Councillor Adam Schultz said with a federal election this year, a state election to be held by March next year and the ongoing pandemic, the countback option would mitigate some of the impacts on residents.
However Cr Pauling said he feared the policy could allow for an easier way out and potentially lead to some "game play" in which popular identities run for council, then drop out after the election allowing the next candidate to be elected.
"If it's easier to get out, people may be more inclined to drop out," he said.
People's circumstances can also change, which Cr Pauling said could mean the next best candidate might not take up the position and someone further down the ticket ends up on council.

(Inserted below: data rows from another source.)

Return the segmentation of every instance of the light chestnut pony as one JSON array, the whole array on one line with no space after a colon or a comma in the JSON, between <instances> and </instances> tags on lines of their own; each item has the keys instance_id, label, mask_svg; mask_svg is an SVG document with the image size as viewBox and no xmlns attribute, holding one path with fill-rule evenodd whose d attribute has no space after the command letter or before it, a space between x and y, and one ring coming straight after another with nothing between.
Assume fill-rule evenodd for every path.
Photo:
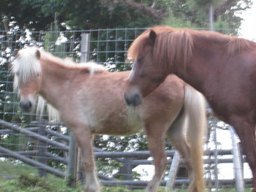
<instances>
[{"instance_id":1,"label":"light chestnut pony","mask_svg":"<svg viewBox=\"0 0 256 192\"><path fill-rule=\"evenodd\" d=\"M94 134L126 135L141 128L155 166L146 191L157 191L167 165L165 136L184 158L191 180L189 191L203 191L204 99L176 76L169 76L139 107L128 107L123 87L129 72L109 72L91 63L76 64L34 47L18 51L11 69L20 107L31 111L39 94L59 111L61 120L73 131L82 151L85 191L100 191Z\"/></svg>"}]
</instances>

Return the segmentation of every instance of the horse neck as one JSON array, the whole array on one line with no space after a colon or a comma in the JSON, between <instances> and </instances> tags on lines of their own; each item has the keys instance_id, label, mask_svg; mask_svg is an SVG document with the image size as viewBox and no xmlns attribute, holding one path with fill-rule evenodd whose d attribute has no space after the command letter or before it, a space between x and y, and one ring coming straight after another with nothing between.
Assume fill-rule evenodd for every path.
<instances>
[{"instance_id":1,"label":"horse neck","mask_svg":"<svg viewBox=\"0 0 256 192\"><path fill-rule=\"evenodd\" d=\"M48 61L41 61L42 80L39 94L57 110L61 105L61 95L68 93L68 84L75 79L75 69L67 69Z\"/></svg>"},{"instance_id":2,"label":"horse neck","mask_svg":"<svg viewBox=\"0 0 256 192\"><path fill-rule=\"evenodd\" d=\"M218 46L212 42L208 43L196 41L192 56L184 70L176 74L188 84L200 92L205 93L205 87L211 77L219 72L222 60L227 55L225 46Z\"/></svg>"}]
</instances>

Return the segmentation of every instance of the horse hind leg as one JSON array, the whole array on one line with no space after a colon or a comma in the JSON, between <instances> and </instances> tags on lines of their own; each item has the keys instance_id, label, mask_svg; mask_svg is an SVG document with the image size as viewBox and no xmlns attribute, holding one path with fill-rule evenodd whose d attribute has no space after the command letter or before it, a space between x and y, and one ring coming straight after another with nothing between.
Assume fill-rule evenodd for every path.
<instances>
[{"instance_id":1,"label":"horse hind leg","mask_svg":"<svg viewBox=\"0 0 256 192\"><path fill-rule=\"evenodd\" d=\"M178 118L167 130L166 137L173 145L175 148L180 153L181 158L184 159L184 163L189 173L189 185L188 191L202 192L204 191L202 162L203 148L200 146L198 148L195 149L196 146L190 146L187 140L187 126L188 122L191 122L188 121L188 117L184 109L183 109ZM197 133L195 132L191 134L194 135L197 134ZM199 137L200 136L201 134L199 134ZM198 138L198 142L200 139ZM198 143L196 145L198 145Z\"/></svg>"},{"instance_id":2,"label":"horse hind leg","mask_svg":"<svg viewBox=\"0 0 256 192\"><path fill-rule=\"evenodd\" d=\"M92 146L93 137L86 128L73 128L75 139L81 150L82 162L85 172L84 192L100 192L97 176Z\"/></svg>"},{"instance_id":3,"label":"horse hind leg","mask_svg":"<svg viewBox=\"0 0 256 192\"><path fill-rule=\"evenodd\" d=\"M148 125L150 126L146 126L144 128L148 147L154 158L155 173L145 191L157 192L167 163L165 150L165 133L167 126L161 126L160 123L156 122L148 123Z\"/></svg>"},{"instance_id":4,"label":"horse hind leg","mask_svg":"<svg viewBox=\"0 0 256 192\"><path fill-rule=\"evenodd\" d=\"M192 177L192 166L190 158L190 147L186 137L186 118L180 117L172 124L166 133L166 137L177 150L184 160L184 164L188 171L189 179Z\"/></svg>"}]
</instances>

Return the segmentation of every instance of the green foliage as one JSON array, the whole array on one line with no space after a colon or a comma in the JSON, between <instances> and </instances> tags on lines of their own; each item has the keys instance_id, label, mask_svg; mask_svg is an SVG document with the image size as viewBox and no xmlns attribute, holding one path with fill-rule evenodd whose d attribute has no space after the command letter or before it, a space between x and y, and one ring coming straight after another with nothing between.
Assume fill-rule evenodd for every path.
<instances>
[{"instance_id":1,"label":"green foliage","mask_svg":"<svg viewBox=\"0 0 256 192\"><path fill-rule=\"evenodd\" d=\"M208 1L208 0L170 0L169 17L163 24L173 27L209 28L209 9L214 9L214 28L216 31L228 34L237 34L236 31L219 30L219 28L237 29L241 18L236 14L252 5L252 1Z\"/></svg>"}]
</instances>

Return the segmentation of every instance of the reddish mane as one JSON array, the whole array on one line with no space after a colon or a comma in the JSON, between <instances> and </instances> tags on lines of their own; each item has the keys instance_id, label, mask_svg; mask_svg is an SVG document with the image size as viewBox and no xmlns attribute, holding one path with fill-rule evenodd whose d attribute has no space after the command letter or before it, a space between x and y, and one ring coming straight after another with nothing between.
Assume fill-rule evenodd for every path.
<instances>
[{"instance_id":1,"label":"reddish mane","mask_svg":"<svg viewBox=\"0 0 256 192\"><path fill-rule=\"evenodd\" d=\"M156 64L161 64L165 69L168 69L170 63L173 64L174 69L185 69L192 56L193 47L198 39L222 44L227 46L227 53L230 55L255 46L255 43L249 40L218 32L155 26L145 31L133 42L128 50L129 59L135 61L143 53L145 47L148 45L148 37L151 30L157 34L153 60ZM178 67L175 66L178 65Z\"/></svg>"}]
</instances>

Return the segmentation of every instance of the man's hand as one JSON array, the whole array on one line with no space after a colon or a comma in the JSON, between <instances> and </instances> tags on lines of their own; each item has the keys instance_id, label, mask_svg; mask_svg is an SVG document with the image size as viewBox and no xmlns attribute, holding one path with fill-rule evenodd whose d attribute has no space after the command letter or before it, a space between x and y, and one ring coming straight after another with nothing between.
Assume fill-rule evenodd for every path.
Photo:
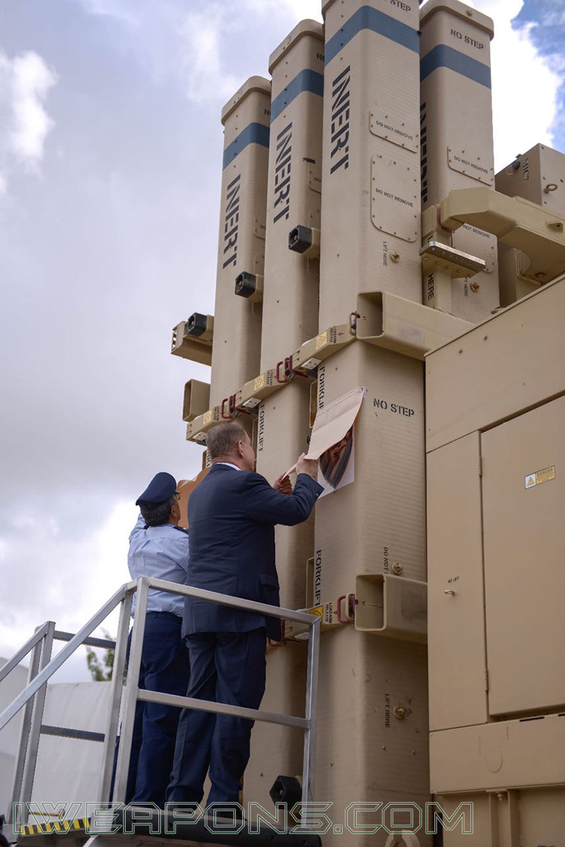
<instances>
[{"instance_id":1,"label":"man's hand","mask_svg":"<svg viewBox=\"0 0 565 847\"><path fill-rule=\"evenodd\" d=\"M296 462L296 476L299 473L307 473L313 479L318 479L318 459L305 458L306 453L302 453Z\"/></svg>"},{"instance_id":2,"label":"man's hand","mask_svg":"<svg viewBox=\"0 0 565 847\"><path fill-rule=\"evenodd\" d=\"M285 494L288 496L292 494L292 485L291 485L291 480L286 473L281 473L280 477L277 477L273 483L273 488L279 494Z\"/></svg>"}]
</instances>

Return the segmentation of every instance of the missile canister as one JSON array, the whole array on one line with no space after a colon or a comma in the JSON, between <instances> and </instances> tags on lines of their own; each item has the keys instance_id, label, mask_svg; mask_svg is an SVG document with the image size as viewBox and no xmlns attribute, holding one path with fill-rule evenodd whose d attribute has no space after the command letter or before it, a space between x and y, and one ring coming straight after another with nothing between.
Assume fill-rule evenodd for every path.
<instances>
[{"instance_id":1,"label":"missile canister","mask_svg":"<svg viewBox=\"0 0 565 847\"><path fill-rule=\"evenodd\" d=\"M422 9L422 208L456 188L494 187L490 39L492 20L458 0L429 0ZM424 234L426 235L425 233ZM452 280L447 311L465 320L499 305L496 238L464 224L452 246L486 263L471 278ZM424 274L424 302L434 306L434 274Z\"/></svg>"},{"instance_id":2,"label":"missile canister","mask_svg":"<svg viewBox=\"0 0 565 847\"><path fill-rule=\"evenodd\" d=\"M222 111L224 126L210 404L259 373L261 304L235 295L243 272L263 275L270 82L252 76ZM224 404L225 405L225 404Z\"/></svg>"}]
</instances>

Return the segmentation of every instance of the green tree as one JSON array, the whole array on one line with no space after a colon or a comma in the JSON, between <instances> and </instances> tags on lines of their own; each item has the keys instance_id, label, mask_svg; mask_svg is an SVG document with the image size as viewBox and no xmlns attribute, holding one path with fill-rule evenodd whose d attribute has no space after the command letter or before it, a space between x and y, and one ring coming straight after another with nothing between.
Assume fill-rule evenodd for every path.
<instances>
[{"instance_id":1,"label":"green tree","mask_svg":"<svg viewBox=\"0 0 565 847\"><path fill-rule=\"evenodd\" d=\"M102 629L104 638L108 641L115 641L115 638L110 635L106 629ZM95 683L107 682L112 678L112 669L114 668L114 647L108 647L103 650L102 660L91 647L86 647L86 664L88 670Z\"/></svg>"}]
</instances>

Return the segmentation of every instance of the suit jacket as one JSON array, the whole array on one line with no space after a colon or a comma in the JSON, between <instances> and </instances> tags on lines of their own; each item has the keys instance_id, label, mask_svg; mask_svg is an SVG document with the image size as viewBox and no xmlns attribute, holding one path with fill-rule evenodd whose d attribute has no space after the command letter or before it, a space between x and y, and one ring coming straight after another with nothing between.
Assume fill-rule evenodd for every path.
<instances>
[{"instance_id":1,"label":"suit jacket","mask_svg":"<svg viewBox=\"0 0 565 847\"><path fill-rule=\"evenodd\" d=\"M286 496L259 473L213 465L189 501L188 584L280 606L274 526L305 521L323 490L307 474L300 473L294 491ZM185 599L183 635L243 633L259 627L265 627L269 638L280 638L276 617Z\"/></svg>"}]
</instances>

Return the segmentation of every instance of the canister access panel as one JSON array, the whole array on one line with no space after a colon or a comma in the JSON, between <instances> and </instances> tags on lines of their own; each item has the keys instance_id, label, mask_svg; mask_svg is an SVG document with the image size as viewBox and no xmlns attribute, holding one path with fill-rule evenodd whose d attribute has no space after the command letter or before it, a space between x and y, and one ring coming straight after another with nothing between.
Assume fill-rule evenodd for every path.
<instances>
[{"instance_id":1,"label":"canister access panel","mask_svg":"<svg viewBox=\"0 0 565 847\"><path fill-rule=\"evenodd\" d=\"M489 711L565 706L565 397L484 433Z\"/></svg>"}]
</instances>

"I think there are merits with both outcomes, but I'd much prefer a by-election," Cr Pauling said.
Councillor Luke Cubis said postal voting could mitigate the impacts of the pandemic on a potential by-election, and said when the council election was pushed back by three months last year, candidates had to re-nominate as the NSW Electoral Commission said their eligibility may have changed in that time.
"We're talking 18 months here," he said. "The party itself may not want that person 18 months later... they might not even be in that particular party at that point in time."
Cr Cubis said the cost was also small in comparison to council's overall budget.
"I'd say the cost of democracy far outweighs that financial cost," he said.
Councillor Brian Adamthwaite said he was confident that elected councillors were dedicated and wouldn't look for an easy way out of the job, and the process would still use "the will of the people" demonstrated through the council election process.